Nello specifico, Jon Hamm è un ispettore dell’FBI versione anni ’40, mentre Olivia Wilde veste i panni di una giornalista d’assalto. Clint addita in maniera pervicace il modo in cui la gente ricerca sollievo in un narrato asettico e ben formalizzato, dal quale strumentalmente, per probabile spirito di autoconservazione della coscienza espungono le rifrangenze dell’umano essere.
Pure l’avvocato del film, Watson Bryant, è il classico prototipo cinematografico del cane sciolto, autonomo in ogni sua decisione, affiancato da una donna vera che lo ama sul serio. Uno che legge Larry McMurtry e “crede a ciò che crede”, non a ciò che gli viene sussurrato in maniera blanda e poco convincente.
È lui l’alter ego di Eastwood, mentre il protagonista che dà il titolo al film è solo una cartina di tornasole per raccontare un mondo in cui l’oscurità sta sempre dietro l’angolo: non a caso sono innumerevoli le scene in cui l’oscurità lambisce i margini dell’inquadratura, pronta ad inghiottire ciò che è flebilmente illuminato al centro.

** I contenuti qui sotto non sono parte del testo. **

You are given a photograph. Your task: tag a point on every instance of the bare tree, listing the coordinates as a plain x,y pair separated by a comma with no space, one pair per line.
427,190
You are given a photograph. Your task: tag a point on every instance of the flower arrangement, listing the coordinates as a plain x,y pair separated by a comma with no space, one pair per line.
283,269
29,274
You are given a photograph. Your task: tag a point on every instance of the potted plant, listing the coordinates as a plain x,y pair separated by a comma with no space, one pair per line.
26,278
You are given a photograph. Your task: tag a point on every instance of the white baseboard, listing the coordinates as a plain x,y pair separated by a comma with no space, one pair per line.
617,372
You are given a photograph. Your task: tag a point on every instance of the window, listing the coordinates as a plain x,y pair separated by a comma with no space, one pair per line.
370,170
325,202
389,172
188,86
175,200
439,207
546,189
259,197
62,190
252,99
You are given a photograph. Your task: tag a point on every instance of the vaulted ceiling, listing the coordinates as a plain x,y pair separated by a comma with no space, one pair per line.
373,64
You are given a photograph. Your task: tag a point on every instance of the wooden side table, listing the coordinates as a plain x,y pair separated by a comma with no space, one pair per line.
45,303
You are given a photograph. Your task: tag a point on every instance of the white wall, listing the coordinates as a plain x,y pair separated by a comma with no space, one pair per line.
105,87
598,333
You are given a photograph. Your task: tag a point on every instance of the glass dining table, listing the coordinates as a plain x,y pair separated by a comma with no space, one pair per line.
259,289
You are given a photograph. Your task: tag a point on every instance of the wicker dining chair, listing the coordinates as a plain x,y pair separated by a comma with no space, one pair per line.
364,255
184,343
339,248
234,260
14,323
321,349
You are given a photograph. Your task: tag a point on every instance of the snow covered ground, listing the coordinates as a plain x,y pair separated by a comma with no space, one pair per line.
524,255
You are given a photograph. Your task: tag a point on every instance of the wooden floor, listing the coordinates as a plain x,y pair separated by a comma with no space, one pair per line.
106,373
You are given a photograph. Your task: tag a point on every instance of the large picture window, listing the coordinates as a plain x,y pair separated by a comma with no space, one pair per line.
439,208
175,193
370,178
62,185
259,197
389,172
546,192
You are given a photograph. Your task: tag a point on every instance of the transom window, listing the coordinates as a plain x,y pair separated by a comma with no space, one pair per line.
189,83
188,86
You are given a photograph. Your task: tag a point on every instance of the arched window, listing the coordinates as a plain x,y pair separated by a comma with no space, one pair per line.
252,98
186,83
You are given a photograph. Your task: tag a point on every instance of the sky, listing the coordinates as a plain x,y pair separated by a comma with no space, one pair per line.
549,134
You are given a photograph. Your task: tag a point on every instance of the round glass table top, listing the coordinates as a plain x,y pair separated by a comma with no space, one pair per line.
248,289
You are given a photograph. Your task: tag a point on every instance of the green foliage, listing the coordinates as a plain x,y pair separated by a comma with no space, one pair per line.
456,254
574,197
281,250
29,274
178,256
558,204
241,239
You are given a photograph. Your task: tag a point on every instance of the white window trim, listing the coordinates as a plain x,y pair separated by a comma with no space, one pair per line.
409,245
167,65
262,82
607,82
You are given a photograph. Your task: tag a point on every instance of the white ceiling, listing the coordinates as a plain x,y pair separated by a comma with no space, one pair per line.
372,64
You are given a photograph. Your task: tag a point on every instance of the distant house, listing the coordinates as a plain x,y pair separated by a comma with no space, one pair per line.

In questa pellicola, un Eastwood in formato “Repubblicano” tende ad avvisarci conto il rischio di tramutare il pianeta in uno stato di polizia, oltre che contro la non amena possibilità di “diventare uno stronzo se ti danno il ruolo del tutore dell’ordine“. Finendo per intensificare all’estremo la schematizzazione tipica delle sue sceneggiature, tramite una sapiente e sapida miscellanea di tecniche di ripresa.
Scopo del mito Clint è, palesemente, quello di porre l’accento su un’epoca strana, quale quella contemporanea. Un mondo dove le libertà individuali appaiono solo presunte, laddove la verità spesso va a confondersi con la libera interpretazione indotta dalle versioni di comodo. Fino al rischio di uscirne malconcia o, nel peggiore dei casi, addirittura sovrastata in maniera irreversibile.
E non è un rischio da poco, cari i miei Richard Jewell.